American Factory Co-Director Julia Reichert on Socialism

A day before she quoted Marx at the Oscars, Jacobin briefly chatted with American Factory co-director Julia Reichert about her democratic socialism and long history on the Left.

Mark Ruffalo (second from left) with Jeff Reichert, Julia Reichert, and Steven Bognar, winners of the Documentary Feature award for American Factory, at the 92 Annual Academy Awards on February 9, 2020 in Hollywood, California. (Rachel Luna / Getty Images)


At Saturday’s Film Independent Spirit Awards ceremony Julia Reichert mentioned “income inequality” during her best documentary acceptance speech for American Factory. The first film released by Barack and Michelle Obama’s Higher Ground Productions, American Factory is about a Chinese capitalist who reopens a closed plant in Ohio, employing thousands of American workers.

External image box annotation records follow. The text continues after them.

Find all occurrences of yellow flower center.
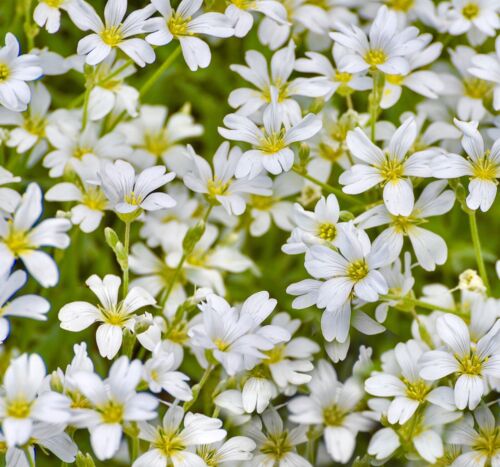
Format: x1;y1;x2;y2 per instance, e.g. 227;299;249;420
379;158;404;182
167;13;193;36
0;63;10;83
472;151;498;183
99;25;123;47
347;259;368;282
365;49;388;68
318;223;337;242
99;400;124;423
4;226;33;257
462;2;479;21
323;405;345;426
259;129;286;155
82;187;108;211
7;397;31;418
153;428;186;458
464;78;492;99
387;0;415;11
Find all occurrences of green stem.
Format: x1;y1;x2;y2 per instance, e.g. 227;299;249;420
469;211;490;294
182;363;214;413
123;222;131;298
139;45;181;97
292;166;363;204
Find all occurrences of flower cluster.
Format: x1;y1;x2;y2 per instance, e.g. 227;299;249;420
0;0;500;467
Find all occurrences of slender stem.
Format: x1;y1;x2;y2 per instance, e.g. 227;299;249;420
469;211;490;293
292;166;363;204
380;294;461;315
139;45;181;97
182;363;214;412
123;222;131;297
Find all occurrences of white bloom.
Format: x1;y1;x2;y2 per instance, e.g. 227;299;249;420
432;119;500;212
146;0;234;71
356;181;455;271
132;405;226;467
339;118;432;216
33;0;72;34
0;183;71;287
0;354;70;446
330;6;424;75
0;270;50;344
72;356;158;461
288;360;372;464
184;142;272;216
117;105;203;171
99;160;175;215
0;32;42;112
189;292;290;375
219;88;321;179
420;314;500;410
58;274;156;359
68;0;155;67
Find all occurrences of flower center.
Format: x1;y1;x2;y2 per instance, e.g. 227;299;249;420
7;397;31;418
464;78;492;99
82;187;108;211
259;129;286;155
260;431;293;460
472;152;498;183
387;0;414;11
347;259;368;282
0;63;10;83
323;405;345;426
455;353;487;375
4;228;32;257
154;429;186;457
144;131;169;157
318;223;337;242
167;13;192;36
379;159;404;182
99;400;124;423
462;2;479;21
99;25;123;47
365;49;387;67
403;379;430;402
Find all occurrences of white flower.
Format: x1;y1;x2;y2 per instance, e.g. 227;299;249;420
281;194;342;255
0;270;50;344
288;360;372;464
432;119;500;212
246;409;312;467
58;274;156;359
132;405;226;467
184;142;272;216
33;0;73;34
330;6;424;75
68;0;155;67
0;183;71;287
0;354;70;446
189;292;290;375
448;406;500;467
225;0;287;37
99;160;175;215
228;41;330;128
219;87;321;179
146;0;234;71
339;118;433;216
117;105;203;171
73;356;158;461
469;37;500;110
355;181;455;271
0;32;42;112
420;314;500;410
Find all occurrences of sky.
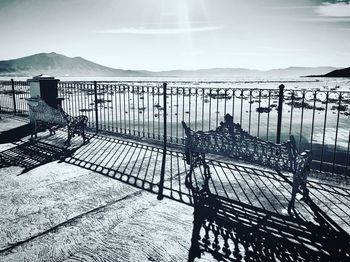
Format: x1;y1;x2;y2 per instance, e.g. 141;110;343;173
0;0;350;71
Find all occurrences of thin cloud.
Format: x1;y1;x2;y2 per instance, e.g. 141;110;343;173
95;26;223;35
316;2;350;17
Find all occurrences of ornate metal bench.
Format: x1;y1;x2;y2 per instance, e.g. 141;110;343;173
28;99;88;146
182;114;311;260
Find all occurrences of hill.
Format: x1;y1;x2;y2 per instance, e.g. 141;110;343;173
324;67;350;77
0;52;336;78
0;52;147;77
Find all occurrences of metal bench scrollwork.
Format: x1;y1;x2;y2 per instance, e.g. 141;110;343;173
28;99;88;146
182;114;311;261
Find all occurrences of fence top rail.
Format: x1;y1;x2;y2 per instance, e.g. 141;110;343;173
0;80;350;95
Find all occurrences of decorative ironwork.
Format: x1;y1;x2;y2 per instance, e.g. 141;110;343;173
182;114;311;211
28;99;88;146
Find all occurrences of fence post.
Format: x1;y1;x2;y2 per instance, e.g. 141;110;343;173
11;78;17;115
276;85;284;144
157;83;167;200
94;81;98;134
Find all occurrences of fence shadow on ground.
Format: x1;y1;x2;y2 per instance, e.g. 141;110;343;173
0;130;350;261
0;137;84;174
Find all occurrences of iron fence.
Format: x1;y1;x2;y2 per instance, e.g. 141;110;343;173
0;81;350;175
0;79;30;116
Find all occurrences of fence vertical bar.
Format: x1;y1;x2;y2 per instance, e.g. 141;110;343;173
11;78;17;115
94;81;98;134
276;85;284;144
157;83;167;200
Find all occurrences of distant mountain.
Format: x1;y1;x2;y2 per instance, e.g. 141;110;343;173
152;66;336;77
0;52;147;77
324;67;350;77
0;52;337;78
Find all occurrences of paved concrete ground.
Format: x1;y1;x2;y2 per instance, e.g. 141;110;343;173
0;162;216;261
0;117;350;261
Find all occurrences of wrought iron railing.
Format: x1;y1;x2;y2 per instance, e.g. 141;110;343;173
0;78;350;175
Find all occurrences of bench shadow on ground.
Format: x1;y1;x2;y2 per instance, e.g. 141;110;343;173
0;130;91;175
189;195;350;261
0;130;350;261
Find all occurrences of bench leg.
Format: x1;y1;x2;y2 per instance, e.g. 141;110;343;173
288;174;300;213
64;126;72;146
188;207;203;262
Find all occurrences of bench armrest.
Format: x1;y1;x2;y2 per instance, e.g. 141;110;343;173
295;150;312;182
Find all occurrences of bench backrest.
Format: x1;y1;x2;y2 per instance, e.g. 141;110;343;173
28;99;67;125
182;114;304;172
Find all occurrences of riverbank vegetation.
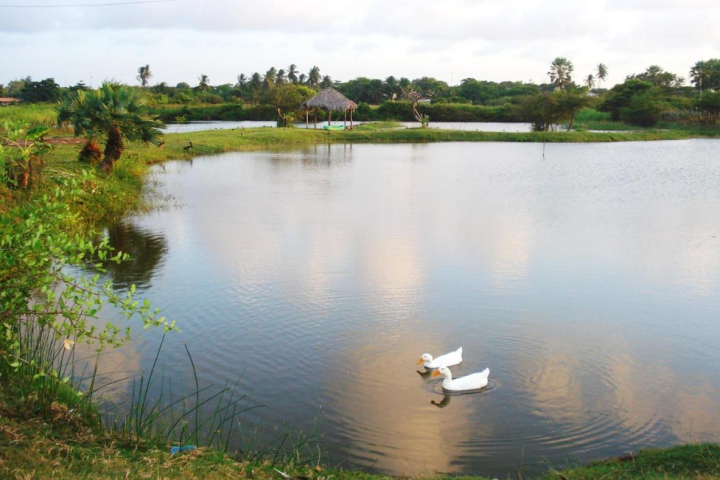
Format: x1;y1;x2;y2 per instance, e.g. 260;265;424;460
0;57;720;130
0;59;720;478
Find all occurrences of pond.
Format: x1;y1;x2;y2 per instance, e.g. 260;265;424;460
163;120;531;133
100;140;720;477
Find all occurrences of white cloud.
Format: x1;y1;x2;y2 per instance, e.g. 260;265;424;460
0;0;720;84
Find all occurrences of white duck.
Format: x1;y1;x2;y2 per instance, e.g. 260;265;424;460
418;347;462;368
432;367;490;392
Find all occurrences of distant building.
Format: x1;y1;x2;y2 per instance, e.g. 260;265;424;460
0;97;22;106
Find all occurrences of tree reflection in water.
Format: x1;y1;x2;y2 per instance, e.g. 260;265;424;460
101;222;168;290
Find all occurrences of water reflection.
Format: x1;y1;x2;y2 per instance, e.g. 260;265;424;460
105;141;720;477
430;395;452;408
102;222;168;290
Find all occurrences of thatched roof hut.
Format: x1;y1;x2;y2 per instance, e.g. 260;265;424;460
302;87;357;128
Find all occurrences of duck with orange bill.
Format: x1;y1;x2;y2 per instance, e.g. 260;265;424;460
432;367;490;392
418;347;462;369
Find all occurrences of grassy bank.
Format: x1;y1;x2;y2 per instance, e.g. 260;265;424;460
0;122;720;480
46;122;720;174
0;398;720;480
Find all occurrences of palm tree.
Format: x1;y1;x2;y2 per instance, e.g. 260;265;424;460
385;75;400;99
56;82;164;172
367;78;385;105
198;74;210;92
237;73;248;98
265;67;277;90
597;63;608;88
320;75;333;88
250;72;262;101
585;73;595;90
287;63;297;83
690;60;714;93
548;57;575;90
307;67;322;87
137;65;152;88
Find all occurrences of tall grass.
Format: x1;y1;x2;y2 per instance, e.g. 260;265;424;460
0;103;57;129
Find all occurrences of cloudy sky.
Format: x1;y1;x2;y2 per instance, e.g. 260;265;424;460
0;0;720;85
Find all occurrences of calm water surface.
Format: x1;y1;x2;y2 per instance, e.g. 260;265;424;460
100;140;720;476
163;120;531;133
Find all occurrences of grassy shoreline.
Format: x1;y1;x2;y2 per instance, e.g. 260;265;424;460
0;122;720;480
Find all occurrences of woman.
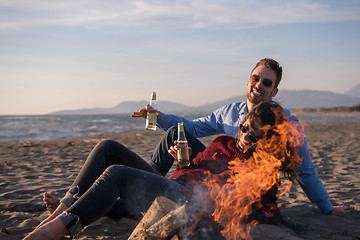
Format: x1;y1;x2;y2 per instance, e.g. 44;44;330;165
25;102;296;239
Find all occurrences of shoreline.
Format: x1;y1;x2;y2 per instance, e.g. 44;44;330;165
0;122;360;240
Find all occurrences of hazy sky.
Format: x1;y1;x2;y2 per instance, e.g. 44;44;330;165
0;0;360;115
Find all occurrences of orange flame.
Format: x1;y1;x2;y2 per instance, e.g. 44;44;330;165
205;121;304;239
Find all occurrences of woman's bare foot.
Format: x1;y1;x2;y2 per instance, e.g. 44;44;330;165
24;218;69;240
37;203;68;228
43;192;60;214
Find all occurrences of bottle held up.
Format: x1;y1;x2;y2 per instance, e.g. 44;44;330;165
176;122;190;166
145;92;157;131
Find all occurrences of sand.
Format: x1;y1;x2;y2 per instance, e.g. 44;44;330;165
0;122;360;239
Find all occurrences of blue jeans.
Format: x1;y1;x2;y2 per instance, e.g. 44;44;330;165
59;140;190;234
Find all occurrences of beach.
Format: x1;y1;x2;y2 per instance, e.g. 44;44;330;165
0;122;360;240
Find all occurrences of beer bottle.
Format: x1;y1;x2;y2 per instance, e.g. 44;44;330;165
176;122;190;166
145;92;157;131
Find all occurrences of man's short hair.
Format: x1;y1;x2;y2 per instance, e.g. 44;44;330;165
251;58;282;89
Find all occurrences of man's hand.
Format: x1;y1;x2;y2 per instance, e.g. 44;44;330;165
168;140;191;161
131;104;159;119
331;205;350;215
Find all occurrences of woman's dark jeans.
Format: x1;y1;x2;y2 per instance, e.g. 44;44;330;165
59;140;188;233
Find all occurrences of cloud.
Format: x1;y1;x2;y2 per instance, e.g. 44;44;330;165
0;0;360;29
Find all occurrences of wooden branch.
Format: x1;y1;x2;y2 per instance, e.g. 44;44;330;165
128;196;178;240
144;205;191;240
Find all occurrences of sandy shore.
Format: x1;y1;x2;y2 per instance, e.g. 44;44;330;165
0;122;360;239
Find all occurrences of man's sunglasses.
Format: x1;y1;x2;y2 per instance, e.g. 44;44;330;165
240;124;259;143
250;75;272;87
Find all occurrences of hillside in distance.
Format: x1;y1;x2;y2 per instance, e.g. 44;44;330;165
49;90;360;115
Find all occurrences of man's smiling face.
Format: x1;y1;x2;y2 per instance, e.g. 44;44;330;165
246;66;278;105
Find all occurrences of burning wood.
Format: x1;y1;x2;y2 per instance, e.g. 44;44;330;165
128;196;179;240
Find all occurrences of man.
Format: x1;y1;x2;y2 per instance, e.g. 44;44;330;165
132;58;347;214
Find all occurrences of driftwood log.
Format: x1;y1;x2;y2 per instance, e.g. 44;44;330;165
128;197;191;240
128;196;179;240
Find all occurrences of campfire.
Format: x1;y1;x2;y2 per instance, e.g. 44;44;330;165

During the press conference in the Spirit Awards’ media tent at Santa Monica beach I asked Reichert, who’d previously been Oscar-nominated for the 1976 and 1983 documentaries Union Maids and Seeing Red: “Do you think socialism is the answer to income inequality?” Reichert asked how many people had viewed Seeing Red, which was about Communist Party USA members, and laughed as I appeared to be the only member of the media there to have seen it.

Reichert, who was standing next to her American Factory co-director Steven Bognar, went on to tell me that: “I go back a long way. I was before Bernie Sanders. I go back to the sixties — I’m old. Do I think socialism is the answer for our country? We should all . . . share the wealth. We should tax rich people more than they are. Health care should be for all. It’s more like what I would call ‘democratic socialism feminism.’ And that’s what I’ve always been about. And nobody ever asks me that anymore,” she mused.